Hety menjelaskan pemecatan Harjanta didasarkan SK Nomor: 1 IKPTS/DPPI /2020. Bahwa dalam rangka menjaga kehormatan, kewibawaan, dan menegakkan citra partai setiap anggota partai dalam melaksanakan tugas dan tanggung jawabnya wajib berpedoman pada kode etik dan disiplin. Organisasi partai akan efektif apabila di dalamnya terdapat kader-kader militan dan patuh terhadap peraturan organisasi.

"Setiap kader partai wajib menjaga arah perjuangan partai agar sejalan dengan ideologi partai, sikap politik, AD/ ART, serta program partai demi terjaminnya pencapaian tujuan, fungsi dan tugas partai.
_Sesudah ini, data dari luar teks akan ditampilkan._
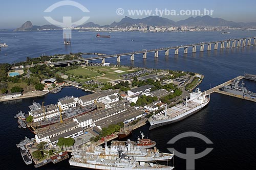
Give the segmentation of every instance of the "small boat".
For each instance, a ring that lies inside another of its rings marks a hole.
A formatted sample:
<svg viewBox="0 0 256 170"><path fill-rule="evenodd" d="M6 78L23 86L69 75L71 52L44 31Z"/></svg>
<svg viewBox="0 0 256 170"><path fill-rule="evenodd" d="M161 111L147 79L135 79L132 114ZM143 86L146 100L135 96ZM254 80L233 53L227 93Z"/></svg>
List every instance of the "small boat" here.
<svg viewBox="0 0 256 170"><path fill-rule="evenodd" d="M102 37L102 38L110 38L110 35L101 35L99 34L96 35L96 37Z"/></svg>
<svg viewBox="0 0 256 170"><path fill-rule="evenodd" d="M22 117L23 118L23 116L25 117L25 113L23 113L22 111L19 111L19 112L18 112L18 114L17 114L16 115L15 115L14 116L13 116L13 117L14 118L18 118L19 117ZM22 118L21 118L22 119ZM26 117L25 117L25 119L26 119Z"/></svg>
<svg viewBox="0 0 256 170"><path fill-rule="evenodd" d="M19 125L20 125L22 127L23 127L24 129L26 129L26 128L27 128L27 125L26 125L24 122L23 122L23 120L22 119L18 119L18 124L19 124Z"/></svg>
<svg viewBox="0 0 256 170"><path fill-rule="evenodd" d="M24 161L24 162L27 165L29 165L33 163L31 155L29 152L29 151L24 146L21 147L20 149L20 154L22 155L22 158Z"/></svg>
<svg viewBox="0 0 256 170"><path fill-rule="evenodd" d="M23 140L20 141L19 143L16 144L16 146L17 148L20 148L21 147L25 146L27 144L29 144L30 143L32 143L35 140L35 138L33 138L31 139L29 139L27 136L25 136L25 139Z"/></svg>
<svg viewBox="0 0 256 170"><path fill-rule="evenodd" d="M142 148L151 148L155 147L157 143L155 141L151 140L150 139L144 138L144 135L143 132L140 132L141 134L141 139L138 137L137 145Z"/></svg>

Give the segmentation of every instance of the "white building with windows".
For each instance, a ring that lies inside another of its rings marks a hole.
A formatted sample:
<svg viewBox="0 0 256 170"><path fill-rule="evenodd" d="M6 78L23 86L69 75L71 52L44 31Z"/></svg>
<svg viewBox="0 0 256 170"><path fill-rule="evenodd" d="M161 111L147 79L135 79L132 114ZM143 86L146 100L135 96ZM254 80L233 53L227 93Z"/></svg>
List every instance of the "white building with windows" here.
<svg viewBox="0 0 256 170"><path fill-rule="evenodd" d="M55 128L51 129L43 132L38 133L35 135L35 140L38 143L42 141L50 143L52 147L56 146L58 140L60 137L75 138L83 133L81 128L78 127L76 122L72 122L61 125Z"/></svg>
<svg viewBox="0 0 256 170"><path fill-rule="evenodd" d="M76 117L73 119L78 124L78 126L83 129L89 128L93 124L93 119L89 114L84 114L81 116Z"/></svg>
<svg viewBox="0 0 256 170"><path fill-rule="evenodd" d="M154 86L151 85L146 85L143 86L140 86L137 88L133 88L127 91L128 96L138 95L140 94L146 94L150 92L151 88Z"/></svg>
<svg viewBox="0 0 256 170"><path fill-rule="evenodd" d="M118 102L119 97L118 95L108 96L105 99L102 100L102 103L104 105L109 105L110 104Z"/></svg>
<svg viewBox="0 0 256 170"><path fill-rule="evenodd" d="M76 99L77 99L77 100L75 100L76 99L74 99L73 96L59 99L58 106L60 107L60 108L63 111L66 110L70 108L75 107L78 102L78 98Z"/></svg>
<svg viewBox="0 0 256 170"><path fill-rule="evenodd" d="M59 113L57 106L51 104L30 110L29 111L29 115L34 117L34 122L37 122L59 115Z"/></svg>
<svg viewBox="0 0 256 170"><path fill-rule="evenodd" d="M129 101L130 103L136 103L137 101L138 100L138 96L132 95L130 96L127 97L127 100Z"/></svg>
<svg viewBox="0 0 256 170"><path fill-rule="evenodd" d="M117 96L119 90L109 90L102 91L99 93L95 93L82 96L78 98L78 103L82 106L93 104L95 101L101 102L108 97L115 95Z"/></svg>

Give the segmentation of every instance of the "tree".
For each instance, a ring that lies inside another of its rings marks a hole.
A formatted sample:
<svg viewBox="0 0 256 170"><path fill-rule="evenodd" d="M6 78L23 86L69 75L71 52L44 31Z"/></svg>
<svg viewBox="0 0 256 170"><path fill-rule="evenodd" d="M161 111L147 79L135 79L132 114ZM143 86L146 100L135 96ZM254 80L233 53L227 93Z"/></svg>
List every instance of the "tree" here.
<svg viewBox="0 0 256 170"><path fill-rule="evenodd" d="M1 89L1 92L3 94L4 94L4 93L7 93L8 92L8 90L7 90L7 89L6 88L2 88Z"/></svg>
<svg viewBox="0 0 256 170"><path fill-rule="evenodd" d="M18 86L14 86L12 87L11 89L12 93L15 93L17 92L23 92L24 91L23 88Z"/></svg>
<svg viewBox="0 0 256 170"><path fill-rule="evenodd" d="M36 150L33 152L32 155L35 158L36 158L37 159L40 159L44 157L44 154L42 153L42 151L39 150Z"/></svg>
<svg viewBox="0 0 256 170"><path fill-rule="evenodd" d="M64 138L61 137L59 139L57 145L60 147L65 146L65 147L70 147L73 146L75 144L75 140L71 137L69 137L67 138Z"/></svg>
<svg viewBox="0 0 256 170"><path fill-rule="evenodd" d="M45 87L45 85L41 83L37 83L35 85L35 88L36 90L42 91L44 90L44 88Z"/></svg>
<svg viewBox="0 0 256 170"><path fill-rule="evenodd" d="M28 116L28 117L27 117L26 120L27 121L27 122L30 123L30 122L33 122L33 119L34 117L31 115L30 115L29 116Z"/></svg>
Apabila ternyata kader partai terbukti melanggar kode etik dan disiplin partai, maka DPP Partai dapat memberikan sanksi organisasi berupa pemecatan atau pemberhentian dari keanggotaan," papar Hety.

Sikap, tindakan dan perbuatan Harjanta, kata Hety, yang tidak mengindahkan instruksi DPP terkait Rekomendasi calon Bupati dan Wakil Bupati Kabupaten Klaten pada Pilkada 2020 dengan mencalonkan diri sebagai calon Wakil Bupati Klaten dari partai politik lain adalah pembangkangan. Pembangkangan terhadap ketentuan, keputusan dan garis kebijakan partai, yang merupakan pelanggaran kode etik dan disiplin dikategorikan sebagai pelanggaran berat.

"Dikategorikan pelanggaran berat oleh karenanya DPP Partai memandang perlu untuk menerbitkan Surat Keputusan pemecatan terhadap Harjanta, dari keanggotaan Partai Demokrasi Indonesia Perjuangan. Menimbang Anggaran Dasar Partai Tahun 2019, Anggaran Rumah Tangga Partai Tahun 2019, Keputusan-Keputusan Kongres V PDI Perjuangan Tahun 2019 dan Peraturan Partai Nomor 07 Tahun 2020, tentang Kode Etik dan Disiplin Anggota Partai Demokrasi Indonesia Perjuangan," lanjut Hety.

Selain itu, keputusan DPP melarang Harjanta melakukan kegiatan dan menduduki jabatan apapun yang mengatasnamakan PDIP.

"DPP akan mempertanggungjawabkan SK saat kongres. Surat Keputusan berlaku sejak ditetapkan dan apabila di kemudian hari terdapat kekeliruan akan ditinjau kembali dan dilakukan perbaikan sebagaimana mestinya," ucap Hety.

Menanggapi SK pemecatan dirinya dari PDIP, Harjanta tidak mau berkomentar. Dia enggan memberikan komentar meskipun awalnya hendak memberikan tanggapan lewat keterangan tertulis.

"Besok kita akan konferensi pers. Sekarang no comment," ungkap Harjanta saat dihubungi detikcom.

Untuk diketahui, Pilkada Klaten 2020 bakal diikuti tiga pasangan calon. Yakni paslon nomor urut 1 Sri Mulyani-Yoga Hardaya (Mulyo) diusung PDIP dan Golkar, pasangan nomor urut 2 One Krisnata-M Fajri (ORI) diusung Partai Demokrat, PKS dan Gerindra, dan pasangan nomor urut 3 Arif Budiyono-Harjanta (ABY- HJT) diusung PAN, PKB, PPP, dan NasDem.